High-risk rate: 13.49% — within OECD benchmark of 2–15%.

Architecture

13 models: 1 global + 12 per-sector logistic regressions
PU-learning: Elkan & Noto (2008), c=0.30 (floor), intercept=−2.3837
Hyperparameters: C=0.01, l1_ratio=0.9673 (Optuna TPE, 150 trials)
Ground truth: 748 windowed/institution-scoped cases, 603 vendors
4 structural FPs excluded: BAXTER, FRESENIUS, INFRA SA DE CV, PRAXAIR (legal monopolies by regulation)
Z-score cap: ±5 SD (prevents epsilon-floor explosion in thin sector-year cells)

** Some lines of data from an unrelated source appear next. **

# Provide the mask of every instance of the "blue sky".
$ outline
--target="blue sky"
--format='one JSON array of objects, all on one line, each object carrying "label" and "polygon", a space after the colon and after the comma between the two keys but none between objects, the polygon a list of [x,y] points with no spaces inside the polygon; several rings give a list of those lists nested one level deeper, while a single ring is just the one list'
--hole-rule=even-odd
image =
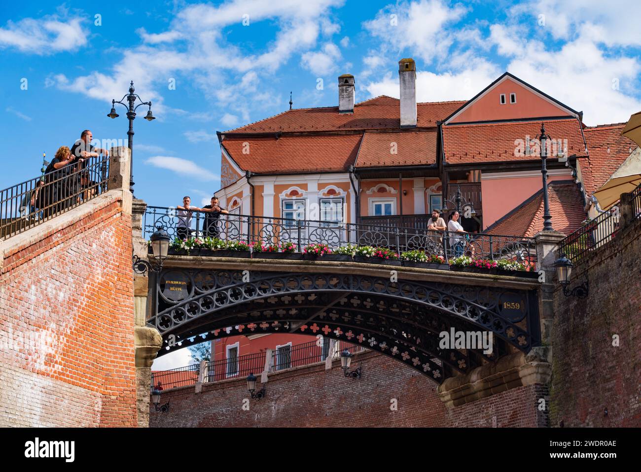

Validated Against Documented Corruption Cases

Training cases include: IMSS Ghost Company Network, Segalmex Food Distribution, COVID-19 Emergency Procurement, La Estafa Maestra, Odebrecht-PEMEX Bribery, Grupo Higa/Casa Blanca, TOKA IT Monopoly, Edenred Voucher Monopoly, SixSigma Tender Rigging, SAT EFOS ghost companies, and 738 additional windowed cases.

Model Evolution

Version	AUC (train)	AUC (test)	GT Cases	Key Change
v3.3	0.584	—	—	IMF-aligned weighted checklist
v4.0	0.951	— (in-sample)	9	Z-score normalization, Mahalanobis
v5.1	0.964	0.957	22	Per-sector sub-models, PU-learning
v6.4	0.840	0.863	~714	Optuna TPE, windowed GT labels
v0.6.5	0.798	0.828	748	Institution-scoped GT, FP exclusions, curriculum learning

v0.6.5 AUC is lower than v5.1 because: (1) v5.1 had temporal leakage in vendor aggregates, (2) v0.6.5 uses vendor-stratified holdout (honest), (3) larger GT set includes harder cases.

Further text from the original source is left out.